Joint pain. Regular simple analgesia (e.g., NSAID or other non-opiates) is the mainstay treatment for joint pain.

Physiotherapy may aid mobility. Exercise is to be encouraged, but high-impact or contact sports may pose a risk to those with already impaired mobility. Patients may require support with mobility at school and work.

Occupational therapy can benefit many fine-motor tasks and mechanical aids such as electric can openers may ameliorate problems caused by joint anomalies.

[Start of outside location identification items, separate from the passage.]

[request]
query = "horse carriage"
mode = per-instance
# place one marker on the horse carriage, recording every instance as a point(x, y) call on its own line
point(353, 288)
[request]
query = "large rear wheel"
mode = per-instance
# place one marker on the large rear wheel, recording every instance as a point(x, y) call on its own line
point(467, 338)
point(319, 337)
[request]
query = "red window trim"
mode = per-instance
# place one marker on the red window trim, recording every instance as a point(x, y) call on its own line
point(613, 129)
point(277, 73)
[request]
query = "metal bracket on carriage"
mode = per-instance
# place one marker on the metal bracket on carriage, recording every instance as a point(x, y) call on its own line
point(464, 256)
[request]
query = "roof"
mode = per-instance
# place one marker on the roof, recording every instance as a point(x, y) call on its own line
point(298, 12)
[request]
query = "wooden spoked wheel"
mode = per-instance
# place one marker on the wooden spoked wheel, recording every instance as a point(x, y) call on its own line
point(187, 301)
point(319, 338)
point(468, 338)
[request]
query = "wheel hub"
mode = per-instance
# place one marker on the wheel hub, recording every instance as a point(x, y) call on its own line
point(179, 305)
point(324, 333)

Prosthetic hip implantation should be considered in those with severe hip dysplasia. Prosthetic hip implantation may be required as early as age 30 years. Such prostheses may require multiple revisions due to their limited life span. Obtaining functional improvement through prosthetic joint surgery can be challenging given the presence of damage to other joints – either in the form of TRPS-related osteoarthritis-like changes or secondary to long-term compensatory stress.

Osteopenia. Bisphosphonates can be considered in individuals with TRPS I and bone fragility [Macchiaiolo et al 2014].

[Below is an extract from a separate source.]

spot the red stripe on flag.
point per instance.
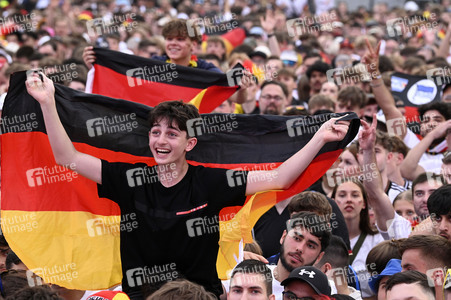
(314, 171)
(112, 84)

Other. Peer support and (if indicated) psychological counseling can be beneficial for individuals who are self-conscious about their physical differences.

For TRPS II Only

Exostoses. In case of clinical problems such as pain, restricted range of motion, or nerve compression, resection of exostoses should be considered [Payne et al 2016]. See Hereditary Multiple Osteochondromas.

Surveillance

For TRPS I and TRPS II

Monitor linear growth in childhood
Routine developmental assessments in childhood

For TRPS II only. X-ray evaluation of osteochondromas when symptomatic and at the end of puberty (when normal growth of osteochondromas has ceased) to provide a baseline for comparison with any future enlargement

Evaluation of Relatives at Risk

See Genetic Counseling for issues related to testing of at-risk relatives for genetic counseling purposes.

Therapies Under Investigation

Search ClinicalTrials.gov in the US and EU Clinical Trials Register in Europe for access to information on clinical studies for a wide range of diseases and conditions.